2 glass wheels will give you 4 grits to work with and I have found that to be most adequate. I do have a total of 4 wheels (don't ask), but only use the 2. I am not sure how useful the slotted wheels are and I only have one. I sharpen my lathe tools on a grinder with the Wolverine, so I have not found use for the slotted wheel as yet.

You are going to love that machine, it does an excellent job when finished on a leather horse butt strop.


----------



## xplorx4 (Dec 1, 2008)

Spent part of last Saturday at Bob's being given a good education on that machine. One day I will have one for now a special thanks to Bob one of the most generous and kind people I have met in a good long while. My chisels are nice and sharp and I am more knowledgeagle on how to sharpen them. Thanks Bob


----------



## Bob N (Oct 12, 2004)

It was my pleasure Jerry. I was hoping to give you more than sharp chisels, and if you learned something, then my goal was attained.


----------



## CanuckGal (Nov 26, 2008)

All I can say is ""Ooohhhhh... nice!"


----------



## BigJimAK (Mar 13, 2009)

Oh yes.. very nice!


----------



## TRN_Diesel (Feb 24, 2009)

jd99 said:


> Was in Sears yesterday, and bought one of these:
> 
> 
> 
> ...


I have one and love it. I would like to buy some more glass wheels for dirrerent grits. I like the same grit on both top and bottom because you can work both top side of chisel and bottom at the same time.

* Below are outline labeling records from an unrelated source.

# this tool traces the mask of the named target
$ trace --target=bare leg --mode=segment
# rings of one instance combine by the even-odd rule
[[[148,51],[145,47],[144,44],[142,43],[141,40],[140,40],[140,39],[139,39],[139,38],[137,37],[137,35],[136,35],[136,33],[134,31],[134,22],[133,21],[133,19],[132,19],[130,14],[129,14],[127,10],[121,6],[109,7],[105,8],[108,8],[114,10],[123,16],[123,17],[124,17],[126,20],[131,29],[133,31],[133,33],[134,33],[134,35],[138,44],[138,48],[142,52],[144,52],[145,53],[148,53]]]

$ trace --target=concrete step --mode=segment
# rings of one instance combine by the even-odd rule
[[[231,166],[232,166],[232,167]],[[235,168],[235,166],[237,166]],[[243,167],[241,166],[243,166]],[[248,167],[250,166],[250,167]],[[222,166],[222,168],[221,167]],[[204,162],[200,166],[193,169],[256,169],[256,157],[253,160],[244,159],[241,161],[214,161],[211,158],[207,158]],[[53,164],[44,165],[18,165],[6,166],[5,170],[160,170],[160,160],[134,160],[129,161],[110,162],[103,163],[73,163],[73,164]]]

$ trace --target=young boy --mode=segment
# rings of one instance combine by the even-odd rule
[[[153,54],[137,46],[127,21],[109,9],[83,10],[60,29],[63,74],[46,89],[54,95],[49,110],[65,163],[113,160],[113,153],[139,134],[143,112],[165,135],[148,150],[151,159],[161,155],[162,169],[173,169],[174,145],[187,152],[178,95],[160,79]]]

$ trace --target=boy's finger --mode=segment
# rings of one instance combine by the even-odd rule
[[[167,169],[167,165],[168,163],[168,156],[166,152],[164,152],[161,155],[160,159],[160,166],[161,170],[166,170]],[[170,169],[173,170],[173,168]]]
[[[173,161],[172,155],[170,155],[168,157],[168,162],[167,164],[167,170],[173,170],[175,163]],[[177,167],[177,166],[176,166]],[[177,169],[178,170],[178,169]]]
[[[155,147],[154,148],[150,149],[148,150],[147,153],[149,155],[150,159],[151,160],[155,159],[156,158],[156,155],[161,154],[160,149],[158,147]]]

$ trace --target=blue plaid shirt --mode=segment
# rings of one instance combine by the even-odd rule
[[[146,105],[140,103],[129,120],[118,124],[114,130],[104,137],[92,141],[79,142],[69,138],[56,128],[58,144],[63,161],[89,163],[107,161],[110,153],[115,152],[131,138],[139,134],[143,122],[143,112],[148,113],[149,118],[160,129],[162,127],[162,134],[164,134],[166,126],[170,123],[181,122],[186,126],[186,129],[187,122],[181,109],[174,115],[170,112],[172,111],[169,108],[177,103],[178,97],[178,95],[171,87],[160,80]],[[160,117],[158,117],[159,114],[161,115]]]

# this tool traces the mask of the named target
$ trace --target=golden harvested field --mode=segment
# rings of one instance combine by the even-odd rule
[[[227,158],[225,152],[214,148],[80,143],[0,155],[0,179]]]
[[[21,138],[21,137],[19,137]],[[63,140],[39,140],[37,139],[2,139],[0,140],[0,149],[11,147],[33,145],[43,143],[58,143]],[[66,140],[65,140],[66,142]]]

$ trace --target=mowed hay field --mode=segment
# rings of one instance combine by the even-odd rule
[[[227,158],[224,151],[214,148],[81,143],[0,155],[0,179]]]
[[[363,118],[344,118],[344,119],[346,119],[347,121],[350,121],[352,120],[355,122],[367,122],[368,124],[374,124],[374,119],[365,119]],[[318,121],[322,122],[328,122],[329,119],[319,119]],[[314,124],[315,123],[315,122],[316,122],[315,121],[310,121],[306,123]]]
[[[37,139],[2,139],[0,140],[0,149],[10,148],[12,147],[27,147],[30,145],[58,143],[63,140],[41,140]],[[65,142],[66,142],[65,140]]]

Once your doen with one grit you work your way up to the next grit.

Bob would like to see the leather horse strap your talkign about and how it works.

Thansk


----------



## Bob N (Oct 12, 2004)

TRN_Diesel said:


> I have one and love it. I would like to buy some more glass wheels for dirrerent grits. I like the same grit on both top and bottom because you can work both top side of chisel and bottom at the same time.
> 
> Once your doen with one grit you work your way up to the next grit.
> 
> ...


Dan,

Here is a link to where I purchased mine and it tells you about it.

Horse Butt Strop at Tools for Working Wood butt


----------



## all10fingers (Aug 1, 2009)

I've used a strop in the past finishing off sharpening my kitchen knives. They're japanese,so they have a lot steeper angled edge than german designed knives.around 26* instead of around 45*. They were scary sharp when I first got them.Now that I've put the edge back on 'em and hit then w/a strop, it's like using a light saber.


----------



## TRN_Diesel (Feb 24, 2009)

Bob said:


> Dan,
> 
> Here is a link to where I purchased mine and it tells you about it.
> 
> Horse Butt Strop at Tools for Working Wood butt



I found the worksharp accessories include a leather wheel and a honing wheel

Work Sharp - Power Tool Parts & Accessories - Prices and Photos

These are hard to find in Canada. Sears does not stock the worksharp and I can not order it through Sears.com or Amazon. 

Any Canadians have any luck ordering these accessories from Canada?


----------



## derek willis (Jan 21, 2009)

I ain't got a light sabre so I can't tell how good it is.


----------



## jd99 (Jun 17, 2009)

TRN_Diesel said:


> I found the worksharp accessories include a leather wheel and a honing wheel
> 
> Work Sharp - Power Tool Parts & Accessories - Prices and Photos
> 
> ...


I was in Rockler on Sunday and they have a lot of the accessories. Do they ship up there?


----------



## HDS (Jun 3, 2009)

*Saucy!*

Hi,
I eventually overcame my reluctance to open a thread with such an innuendo laced title?
However, my fears have been allayed.

Enjoy your nice new toy, (It's a feeling we all know and love!)











jd99 said:


> Was in Sears yesterday, and bought one of these:
> 
> 
> 
> ...


----------